3) When Port 2 on node 1 comes back, IP '10.10.10.102' will be moved back to Port 2 (ib1) - Failback

#ip a
---
ib0:  mtu 2044 qdisc pfifo_fast state UP qlen 256
    link/infiniband 80:00:02:08:fe:80:00:00:00:00:00:00:00:10:e0:00:01:29:65:01 brd 00:ff:ff:ff:ff:12:40:1b:ff:ff:00:00:00:00:00:00:ff:ff:ff:ff
    inet 10.10.10.92/24 brd 10.10.10.255 scope global ib0
       valid_lft forever preferred_lft forever
 
 
 ib1:  mtu 2044 qdisc pfifo_fast state UP qlen 256
    link/infiniband 80:00:02:09:fe:80:00:00:00:00:00:00:00:10:e0:00:01:29:65:02 brd 00:ff:ff:ff:ff:12:40:1b:ff:ff:00:00:00:00:00:00:ff:ff:ff:ff
      inet 10.10.10.102/24 brd 10.10.10.255 scope global secondary ib0:P06
       valid_lft forever preferred_lft forever

 

Example: RDS Implementation

Here are the sequence steps that occur during failover and failback. Consider an RDS application establishing an RDS socket between IP1 on node 1 Port 1 to IP3 on node 2.  For this case, at RDS kernel level, there will be one RC connection between IP1 and IP3.

 

Case 1: Port 1 on Node 1 goes down

  • Resilient RDMAIP module moves the IP address IP1  from Port 1 to Port 2
  • Port 2 will have two IPs (IP1 and IP2)
  • Resilient RDMAIP module sends an RDMA CM address change event to RDS
  • RDS RDMA driver,  drops the IB connection between IP1 (Port 1) to IP3 as part of handling the address change event.
  • RDS RDMA driver creates a new RC connection between IP1 (Port 2) to IP3  when it receives a new send request from IP1 to IP3
  • After failover,  when RDS resolves IP1, it will get path records for Port 2 as IP1 is now bound to Port 2.

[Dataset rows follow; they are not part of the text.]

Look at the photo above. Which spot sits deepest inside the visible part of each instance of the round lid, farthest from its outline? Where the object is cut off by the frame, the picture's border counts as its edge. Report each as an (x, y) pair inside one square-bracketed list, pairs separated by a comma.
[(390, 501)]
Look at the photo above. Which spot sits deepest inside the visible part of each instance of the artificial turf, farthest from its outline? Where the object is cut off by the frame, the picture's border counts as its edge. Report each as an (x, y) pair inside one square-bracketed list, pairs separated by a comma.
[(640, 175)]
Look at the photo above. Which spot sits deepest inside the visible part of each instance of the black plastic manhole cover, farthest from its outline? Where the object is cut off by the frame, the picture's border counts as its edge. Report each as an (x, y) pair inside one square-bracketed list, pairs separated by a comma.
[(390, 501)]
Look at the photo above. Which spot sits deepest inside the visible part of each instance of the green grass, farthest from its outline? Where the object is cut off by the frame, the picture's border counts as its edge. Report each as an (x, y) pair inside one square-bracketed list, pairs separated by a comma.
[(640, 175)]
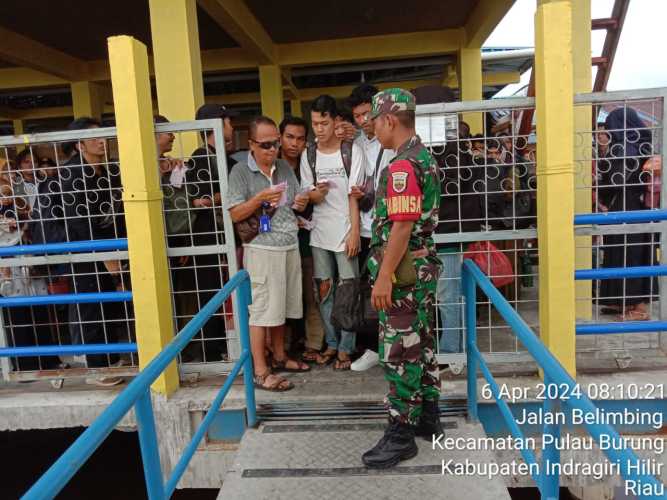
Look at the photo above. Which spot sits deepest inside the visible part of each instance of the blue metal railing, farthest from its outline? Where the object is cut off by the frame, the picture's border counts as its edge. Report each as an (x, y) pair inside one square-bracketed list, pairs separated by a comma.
[(66, 247), (66, 298), (626, 217), (137, 395), (554, 376)]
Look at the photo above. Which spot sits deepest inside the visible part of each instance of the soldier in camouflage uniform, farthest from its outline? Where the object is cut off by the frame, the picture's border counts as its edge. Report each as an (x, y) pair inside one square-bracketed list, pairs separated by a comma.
[(404, 269)]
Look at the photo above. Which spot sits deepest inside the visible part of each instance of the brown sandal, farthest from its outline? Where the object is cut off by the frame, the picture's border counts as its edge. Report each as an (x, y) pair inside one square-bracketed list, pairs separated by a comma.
[(342, 364), (280, 365), (634, 315), (279, 384), (310, 355), (327, 357)]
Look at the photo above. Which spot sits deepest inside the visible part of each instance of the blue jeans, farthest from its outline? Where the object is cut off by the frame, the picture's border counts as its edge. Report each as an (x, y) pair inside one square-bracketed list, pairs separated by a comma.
[(333, 266), (450, 303)]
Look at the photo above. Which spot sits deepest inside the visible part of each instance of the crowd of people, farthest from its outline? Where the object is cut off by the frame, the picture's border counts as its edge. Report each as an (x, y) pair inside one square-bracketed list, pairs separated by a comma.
[(310, 220)]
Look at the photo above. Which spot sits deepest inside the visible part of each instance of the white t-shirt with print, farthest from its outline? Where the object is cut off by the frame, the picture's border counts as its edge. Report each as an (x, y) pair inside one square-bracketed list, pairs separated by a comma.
[(331, 218)]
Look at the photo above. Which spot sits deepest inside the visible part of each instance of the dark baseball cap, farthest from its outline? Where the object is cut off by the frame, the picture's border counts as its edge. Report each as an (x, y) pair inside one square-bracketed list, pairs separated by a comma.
[(211, 111)]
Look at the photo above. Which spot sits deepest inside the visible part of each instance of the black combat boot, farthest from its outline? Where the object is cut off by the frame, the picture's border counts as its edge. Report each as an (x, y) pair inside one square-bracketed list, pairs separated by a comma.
[(429, 422), (398, 443)]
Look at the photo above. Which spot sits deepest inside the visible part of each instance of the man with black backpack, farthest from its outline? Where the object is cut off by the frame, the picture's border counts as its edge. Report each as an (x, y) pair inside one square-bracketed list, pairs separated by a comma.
[(329, 169), (377, 158)]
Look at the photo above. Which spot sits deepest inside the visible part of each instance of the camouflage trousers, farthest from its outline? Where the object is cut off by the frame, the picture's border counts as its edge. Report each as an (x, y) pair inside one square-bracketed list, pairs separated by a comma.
[(407, 346)]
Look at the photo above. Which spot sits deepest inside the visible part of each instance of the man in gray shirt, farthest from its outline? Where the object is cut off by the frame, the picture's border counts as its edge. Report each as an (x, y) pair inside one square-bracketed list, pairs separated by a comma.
[(267, 187)]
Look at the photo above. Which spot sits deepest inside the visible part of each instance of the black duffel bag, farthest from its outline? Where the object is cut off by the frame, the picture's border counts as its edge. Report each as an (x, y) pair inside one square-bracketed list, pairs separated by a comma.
[(352, 309)]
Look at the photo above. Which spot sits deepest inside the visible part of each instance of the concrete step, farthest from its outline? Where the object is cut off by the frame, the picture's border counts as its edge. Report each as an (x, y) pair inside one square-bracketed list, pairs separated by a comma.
[(322, 460)]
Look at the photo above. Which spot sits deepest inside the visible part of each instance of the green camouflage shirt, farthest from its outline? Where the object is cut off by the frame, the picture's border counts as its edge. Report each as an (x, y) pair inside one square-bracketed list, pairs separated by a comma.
[(426, 172)]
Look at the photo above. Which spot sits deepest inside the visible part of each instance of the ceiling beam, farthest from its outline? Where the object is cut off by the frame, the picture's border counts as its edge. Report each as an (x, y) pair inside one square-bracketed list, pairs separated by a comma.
[(370, 48), (419, 44), (483, 20), (308, 94), (7, 113), (21, 78), (23, 51), (607, 23), (240, 23)]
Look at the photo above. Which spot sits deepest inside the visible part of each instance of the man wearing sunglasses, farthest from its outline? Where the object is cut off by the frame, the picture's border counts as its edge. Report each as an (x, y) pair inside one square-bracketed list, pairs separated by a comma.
[(266, 187)]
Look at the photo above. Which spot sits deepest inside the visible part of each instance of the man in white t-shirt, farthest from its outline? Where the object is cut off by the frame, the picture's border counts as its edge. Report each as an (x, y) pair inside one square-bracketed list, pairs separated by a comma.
[(335, 236), (377, 158)]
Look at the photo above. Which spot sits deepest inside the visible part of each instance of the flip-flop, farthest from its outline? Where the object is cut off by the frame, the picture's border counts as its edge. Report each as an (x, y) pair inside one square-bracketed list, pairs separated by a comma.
[(310, 356), (281, 366), (260, 380), (342, 369), (327, 357)]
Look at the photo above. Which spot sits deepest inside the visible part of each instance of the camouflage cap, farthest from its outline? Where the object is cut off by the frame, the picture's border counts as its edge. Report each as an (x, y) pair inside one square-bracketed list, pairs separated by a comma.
[(392, 101)]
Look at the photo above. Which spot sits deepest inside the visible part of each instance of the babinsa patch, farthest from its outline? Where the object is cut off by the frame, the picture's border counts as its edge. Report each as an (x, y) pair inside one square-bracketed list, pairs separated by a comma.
[(399, 181)]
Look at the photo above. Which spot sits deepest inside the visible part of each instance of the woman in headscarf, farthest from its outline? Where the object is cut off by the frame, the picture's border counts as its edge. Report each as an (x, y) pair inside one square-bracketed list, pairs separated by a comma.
[(621, 188)]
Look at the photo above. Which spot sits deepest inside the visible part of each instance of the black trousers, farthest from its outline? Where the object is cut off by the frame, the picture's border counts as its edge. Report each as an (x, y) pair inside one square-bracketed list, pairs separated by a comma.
[(29, 327), (96, 323)]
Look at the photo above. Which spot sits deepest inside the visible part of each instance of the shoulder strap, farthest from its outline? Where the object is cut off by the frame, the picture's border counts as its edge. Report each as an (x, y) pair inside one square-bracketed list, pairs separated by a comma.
[(346, 154), (311, 156), (379, 160)]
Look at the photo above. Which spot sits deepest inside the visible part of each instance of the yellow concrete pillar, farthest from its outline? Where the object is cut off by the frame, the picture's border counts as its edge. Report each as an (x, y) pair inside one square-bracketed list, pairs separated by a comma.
[(18, 127), (271, 92), (295, 107), (450, 77), (18, 130), (177, 61), (87, 100), (555, 177), (581, 41), (143, 204), (470, 84)]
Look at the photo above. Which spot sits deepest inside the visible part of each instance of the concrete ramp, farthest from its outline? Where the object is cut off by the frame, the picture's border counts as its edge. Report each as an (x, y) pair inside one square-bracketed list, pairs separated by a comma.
[(321, 460)]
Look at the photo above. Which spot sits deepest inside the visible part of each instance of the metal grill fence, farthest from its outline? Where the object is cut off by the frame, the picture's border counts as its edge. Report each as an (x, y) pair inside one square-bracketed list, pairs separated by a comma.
[(55, 194), (489, 191), (487, 208), (618, 163)]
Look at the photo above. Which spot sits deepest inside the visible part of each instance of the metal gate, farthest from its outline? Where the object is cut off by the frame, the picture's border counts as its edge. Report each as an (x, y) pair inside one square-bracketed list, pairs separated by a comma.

Case 2: Port 1 on Node 1 comes back UP

  • Resilient RDMAIP module moves the IP address IP1  from Port 2 to Port 1
  • Resilient RDMAIP module sends an RDMA CM address change event to RDS
  • RDS RDMA driver drops the IB connection between IP1 (Port 2) to IP3 as part of handling the address change event.
  • RDS RDMA driver creates a new RC connection between IP1 (Port 1) to IP3 when it receives a new send request from IP1 to IP3
  • After failback,  when RDS resolves IP1, it will get path records for Port 1 as IP1 is now bound to Port 1.

4.0 Future work

The Resilient RDMAIP module's current implementation not tightly coupled with the network stack implementation. For example, RDMA kernel consumers do not have an option to create active bonding groups and also there are no APIs that can tell the RDMA consumers about the active bond groups and which interfaces that are configured in the active bond group.  As a result, current design and implementation are not suitable tor upstream. We are currently working on developing an version of this module which would be something we can submit to upstream Linux, but until then the code for RDMAIP can be found on oss.oracle.com and our github pages.